A Judge Once Said....

"When you find yourself in a hole, put down the shovel and find a way out." This doesn't apply to everyone who finds themselves in a hole. But it sure applied to the person this judge was convicting and it applies to me now. I find myself unhappy these days. Unhappy, alone and broke. Not all of my choices have led me to this point, but I'd say a good 95 percent of my problems I did to myself. So I find myself in a hole, and instead of putting the shovel down, I begin to build a casket around myself. A few months ago I had a home, a car, a family, friends, a job I loved, a future, and I was happy. Now I have none of these things. I see the people around me and where they are in life. Thats not what I want but its where I'm heading. Today I find myself sober for once and my mind is clear and I think that finally I'm ready to put the shovel down and begin the hard, painful climb out of the hole I've been digging for months now. I'm sick of life not having a purpose and every day being being one day closer to the day I die. I miss when life had color and purpose. I remember when I was a little girl I imagined myself at the age I'm at now. The way I imagined myself then is at the total opposite end of the spectrum compared to where I'm at now. Upon realizing this there's so many questions that run through my mind. How do I fix it? Where do I go? When do I start? Who do I ask for help? What about when the drugs come knocking on the door? What am I supposed to do when climbing out of that hole becomes too hard? There's so many different answers that come to mind but which one is the right one? I've thought of this before and yet I sit where I'm at not doing anything because I was given the oppurtunity  to choose for myself where my life will end up and I ****** it all off bad. Like a brick wall this stops me dead in my tracks. I used to be strong and there was a day when nothing would stop me from getting what I wanted. Now here I am wanting a chance at life but too scared to go get it. So the biggest question I have for myself now is,  how far gone is the real you? Can the outter shell of the real you be strong enough to revitalize whats really there? I guess we'll find out.
wonkey wonkey
18-21, F
6 Responses Jul 14, 2010

Well Im 28 and I'm pretty much in the same boat. Just a year ago, i would've called you a quitter. Lol. I have 1 month clean. Life sucks. But at least I'm alive.

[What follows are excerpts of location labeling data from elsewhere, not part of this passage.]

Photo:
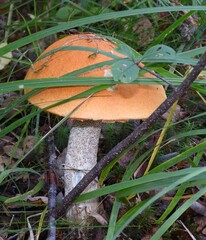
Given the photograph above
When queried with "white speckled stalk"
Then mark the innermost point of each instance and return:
(80, 158)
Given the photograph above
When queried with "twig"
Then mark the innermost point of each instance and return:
(52, 187)
(133, 137)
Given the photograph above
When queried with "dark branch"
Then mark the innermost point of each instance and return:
(140, 131)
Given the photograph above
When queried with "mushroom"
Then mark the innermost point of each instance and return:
(121, 103)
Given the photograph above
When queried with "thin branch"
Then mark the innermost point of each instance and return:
(133, 137)
(52, 187)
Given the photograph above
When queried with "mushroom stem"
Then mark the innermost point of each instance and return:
(80, 158)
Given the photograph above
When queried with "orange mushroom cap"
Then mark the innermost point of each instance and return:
(126, 101)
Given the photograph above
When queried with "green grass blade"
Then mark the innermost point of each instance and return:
(177, 214)
(94, 19)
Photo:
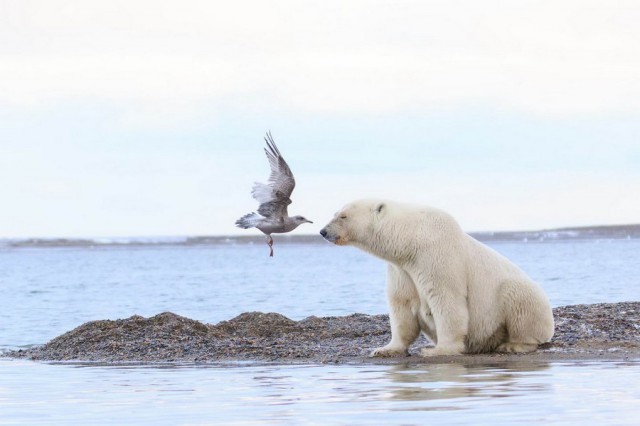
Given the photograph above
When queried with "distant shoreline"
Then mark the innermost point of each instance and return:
(609, 232)
(597, 331)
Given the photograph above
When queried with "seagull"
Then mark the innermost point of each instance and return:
(272, 216)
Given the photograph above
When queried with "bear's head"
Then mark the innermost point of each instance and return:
(356, 223)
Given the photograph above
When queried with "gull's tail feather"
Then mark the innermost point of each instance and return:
(250, 220)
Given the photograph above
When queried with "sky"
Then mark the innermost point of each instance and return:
(147, 118)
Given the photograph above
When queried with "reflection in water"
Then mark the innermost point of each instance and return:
(571, 393)
(448, 381)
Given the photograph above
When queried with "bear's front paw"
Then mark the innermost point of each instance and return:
(389, 351)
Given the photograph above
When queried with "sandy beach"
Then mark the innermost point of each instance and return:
(597, 331)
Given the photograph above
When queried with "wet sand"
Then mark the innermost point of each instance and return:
(583, 332)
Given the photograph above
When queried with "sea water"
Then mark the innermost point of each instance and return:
(45, 292)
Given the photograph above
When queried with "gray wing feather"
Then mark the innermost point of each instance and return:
(281, 182)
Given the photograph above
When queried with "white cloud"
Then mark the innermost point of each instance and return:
(566, 57)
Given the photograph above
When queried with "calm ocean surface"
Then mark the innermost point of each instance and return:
(45, 292)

and it makes you say **** like "lifes notebook" just dont be doin dope you'll be okay

Yeah dear you should definately print this off and read it before you decide lifes better alone broke and meaningless. Cuze its notebook

"how far gone is the real you?" Love the question. Wish I knew the answer for myself as well. Reminds me of the Alice n chains song "Down in a hole" youtube it if you don't know it.

i'm pretty much in the same boat. maybe we can communicate

You can do it. Seek out help for substance abusers. It exists in most communities. You can change your life. You've taken the first step. Don't stop now. Good luck and God speed you to your recovery.